AMD's position has been that its customers don't want Thunderbolt. But the accompany has also said it believes it could supply Thunderbolt designs if it chose to. (The ASRock Phantom Gaming ITX TB3 motherboardRemove non-product link combines Thunderbolt 3 with an AMD X570 chipset, allowing users, if not Microcomputer makers, to combine Bolt of lightning and Ryzen themselves.)
"We act up not find much demand from OEMs for Thunderbolt support," an AMD interpreter said in an email when asked by PCWorld, before Intel's announcement, why on that point had been a few, if whatsoever, Ryzen-based notebooks with Thunderbolt in them to date. "There's no technical reason preventing AMD from supporting Thunderbolt. A discrete Thunderbolt chipset can plug in to the CPU via PCI [Express]."

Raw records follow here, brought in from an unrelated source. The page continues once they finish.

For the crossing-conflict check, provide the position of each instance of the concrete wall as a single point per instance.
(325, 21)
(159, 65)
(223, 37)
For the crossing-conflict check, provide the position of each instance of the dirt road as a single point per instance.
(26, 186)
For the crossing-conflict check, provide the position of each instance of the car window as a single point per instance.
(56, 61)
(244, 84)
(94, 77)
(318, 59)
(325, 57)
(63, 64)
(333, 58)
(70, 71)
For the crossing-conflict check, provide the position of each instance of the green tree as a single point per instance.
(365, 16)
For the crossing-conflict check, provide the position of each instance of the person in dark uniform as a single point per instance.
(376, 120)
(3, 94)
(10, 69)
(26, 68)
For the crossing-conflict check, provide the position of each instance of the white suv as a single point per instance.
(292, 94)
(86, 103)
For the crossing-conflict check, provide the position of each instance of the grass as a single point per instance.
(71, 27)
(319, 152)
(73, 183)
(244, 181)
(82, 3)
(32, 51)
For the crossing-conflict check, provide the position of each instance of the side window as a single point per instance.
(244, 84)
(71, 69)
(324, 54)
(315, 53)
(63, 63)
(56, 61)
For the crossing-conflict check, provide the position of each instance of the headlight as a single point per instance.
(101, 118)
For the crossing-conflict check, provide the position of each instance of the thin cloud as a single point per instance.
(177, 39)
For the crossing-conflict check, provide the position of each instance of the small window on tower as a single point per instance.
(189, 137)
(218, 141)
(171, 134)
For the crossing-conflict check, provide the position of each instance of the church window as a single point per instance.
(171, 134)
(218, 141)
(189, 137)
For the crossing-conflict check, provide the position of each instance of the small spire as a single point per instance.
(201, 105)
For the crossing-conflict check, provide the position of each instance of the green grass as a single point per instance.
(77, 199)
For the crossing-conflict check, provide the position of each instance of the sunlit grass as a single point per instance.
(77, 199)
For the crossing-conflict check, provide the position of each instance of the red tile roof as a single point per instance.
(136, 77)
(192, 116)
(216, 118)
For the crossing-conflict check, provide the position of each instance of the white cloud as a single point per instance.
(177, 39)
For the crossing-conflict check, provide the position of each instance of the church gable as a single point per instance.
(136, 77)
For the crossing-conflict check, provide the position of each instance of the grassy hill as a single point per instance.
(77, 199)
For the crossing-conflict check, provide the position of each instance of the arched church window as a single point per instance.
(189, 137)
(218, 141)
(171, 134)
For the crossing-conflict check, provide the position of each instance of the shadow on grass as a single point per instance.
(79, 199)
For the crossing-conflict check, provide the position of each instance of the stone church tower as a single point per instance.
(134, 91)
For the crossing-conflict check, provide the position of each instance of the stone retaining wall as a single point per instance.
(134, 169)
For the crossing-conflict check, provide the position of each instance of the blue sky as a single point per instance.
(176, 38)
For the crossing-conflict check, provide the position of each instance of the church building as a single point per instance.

But as for Intel's technical requirements, AMD believes the company has satisfied them. AMD's "Zen 2" computer architecture (the foundation for the Ryzen 3000 series CPUs) architecture "supports DMA security in pre-boot and Osmium environments via AMD-Vi (IOMMU) connected USB and PCIe interfaces," accordant to an AMD representative, via electronic mail. (Like Intel's VT-d, AMD-Vi also supports virtualization of I/O resources, or directed I/O.)
AMD's representative said that he couldn't speak to Intel's requirements—including Ziller's comments about an AMD "equivalent to VT-d—but only what AMD's own processors support. "What I can tell you is that 'Dose 2' supports DMA, that is consistent with the Microsoft Secured-Core Microcomputer opening, some pre- and post-OS, through USB and PCIe interfaces," he wrote.
Updated at 5:42 PM with extra details from AMD.